Hier an der Polizeistation Warnemünde lädt die neu gegründete Bürgerinitiative morgen zur Aktion Hier an der Polizeistation Warnemünde lädt die neu gegründete Bürgerinitiative morgen zur Aktion "Nutruf".12. Mai 2022

Beschmierte Sitzbänke, nächtliche Ruhestörung, offener Drogenkonsum, Urinieren an die Kirchenmauern, Schlägereien auf offener Straße – all diese Unbilden sind aus Sicht Karl Raeubers, Gründer der Bürgerinitiative „Warnemünde ist kein Ballermann“ (BI), leider zur Normalität geworden. „Und das nicht nur während der Saison“, weiß der Warnemünder. Ein kleiner Kreis von Warnemündern hat sich vorgenommen, auf diese Entwicklung aufmerksam zu machen. Die Polizeiwache am Bahnhof, so Raeuber, sei nur sporadisch und wenn dann nur bis Mitternacht besetzt. Fußstreifendienste fänden nur selten statt und Notrufe würden über das Polizeirevier Lichtenhagen angenommen, was die Reaktionszeit verlängere. Die BI sieht hier einen klaren Zusammenhang mit dem gefühlten Anstieg der „Exzesse“.

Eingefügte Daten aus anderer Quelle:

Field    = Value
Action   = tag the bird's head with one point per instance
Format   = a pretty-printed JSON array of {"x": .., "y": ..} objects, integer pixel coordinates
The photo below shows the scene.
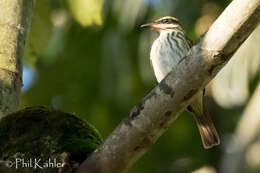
[{"x": 164, "y": 23}]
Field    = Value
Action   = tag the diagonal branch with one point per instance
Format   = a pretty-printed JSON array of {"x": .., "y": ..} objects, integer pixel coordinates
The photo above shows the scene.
[{"x": 153, "y": 115}]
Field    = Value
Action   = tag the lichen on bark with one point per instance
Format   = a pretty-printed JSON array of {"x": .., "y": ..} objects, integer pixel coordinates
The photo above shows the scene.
[{"x": 41, "y": 133}]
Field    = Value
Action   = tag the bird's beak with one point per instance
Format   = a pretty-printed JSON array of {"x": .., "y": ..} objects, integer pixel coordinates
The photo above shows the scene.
[
  {"x": 153, "y": 26},
  {"x": 148, "y": 25}
]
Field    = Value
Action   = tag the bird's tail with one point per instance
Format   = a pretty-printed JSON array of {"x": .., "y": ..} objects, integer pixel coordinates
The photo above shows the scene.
[{"x": 208, "y": 132}]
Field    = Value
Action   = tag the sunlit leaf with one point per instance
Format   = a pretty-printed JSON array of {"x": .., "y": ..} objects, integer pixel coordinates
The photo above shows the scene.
[{"x": 86, "y": 12}]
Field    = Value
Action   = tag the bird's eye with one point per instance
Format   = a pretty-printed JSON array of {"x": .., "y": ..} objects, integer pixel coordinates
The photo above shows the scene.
[{"x": 166, "y": 21}]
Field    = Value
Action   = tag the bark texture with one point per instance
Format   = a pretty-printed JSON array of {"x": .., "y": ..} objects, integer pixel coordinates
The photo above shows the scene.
[
  {"x": 15, "y": 19},
  {"x": 153, "y": 115}
]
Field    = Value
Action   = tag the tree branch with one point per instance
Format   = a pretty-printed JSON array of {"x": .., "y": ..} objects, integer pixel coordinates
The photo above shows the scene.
[
  {"x": 153, "y": 115},
  {"x": 15, "y": 18}
]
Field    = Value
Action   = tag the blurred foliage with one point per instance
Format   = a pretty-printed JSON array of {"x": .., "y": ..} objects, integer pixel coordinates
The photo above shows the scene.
[
  {"x": 92, "y": 59},
  {"x": 86, "y": 12}
]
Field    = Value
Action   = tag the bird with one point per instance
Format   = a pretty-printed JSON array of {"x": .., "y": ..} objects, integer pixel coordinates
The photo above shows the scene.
[{"x": 170, "y": 47}]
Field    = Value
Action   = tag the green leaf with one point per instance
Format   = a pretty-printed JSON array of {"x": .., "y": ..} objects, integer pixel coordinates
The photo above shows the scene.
[{"x": 86, "y": 12}]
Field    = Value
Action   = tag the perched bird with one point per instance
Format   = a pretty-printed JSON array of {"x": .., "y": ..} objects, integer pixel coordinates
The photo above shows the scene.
[{"x": 167, "y": 51}]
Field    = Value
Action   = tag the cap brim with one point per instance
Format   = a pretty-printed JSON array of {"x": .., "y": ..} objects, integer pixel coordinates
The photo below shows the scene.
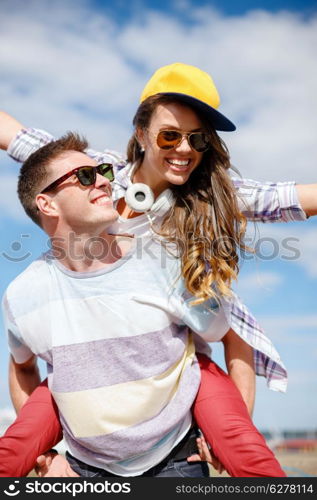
[{"x": 218, "y": 120}]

Am Freitag, 13. Mai um 17.30 Uhr, wollen Karl Raeuber und seine Mitstreiter mit einer demonstrativen Aktion „Notruf“ auf den Missstand aufmerksam machen. Treffpunkt ist die Polizeiwache Am Bahnhof 1 in Warnemünde. „Unsere Bürgerinitiative unterstützt einen gesunden Tourismus und möchte den historischen Charme unseres schönen Ostseebades erhalten. Einen Ballermann-Tourismus hingegen lehnen wir ab!“, betont Karl Raeuber. Er hofft, so viele Warnemünder wie nur möglich, zum Mitmachen gewinnen zu können. Um sich bei der Stadtverwaltung und auch im Innenministerium Gehör zu verschaffen soll zudem eine Unterschriftenaktion gestartet werden.

Der Leiter des zuständigen Polizeireviers Lichtenhagen, Stefan Damrath, kündigte indes an, auf die Aktion vorbereitet zu sein. „Allerdings kommt sie einer Versammlung gleich, weshalb es eines Versammlungsleiters und einer Anmeldung bedarf. Mir ist nichts dergleichen bekannt und die Initiatoren müssen mit Konsequenzen rechnen“, kündigt der Polizeihauptkommissar an. Man könne gern alles machen, doch Versammlungen müssen als solche immer auch angemeldet werden. So drastisch wie dargestellt verhalte sich es sich aus seiner Sicht nicht mit der Gefährdungslage. Entsprechende Strafanzeigen gäbe es keine, womit die aufgeführten Probleme auch nicht belegt seien.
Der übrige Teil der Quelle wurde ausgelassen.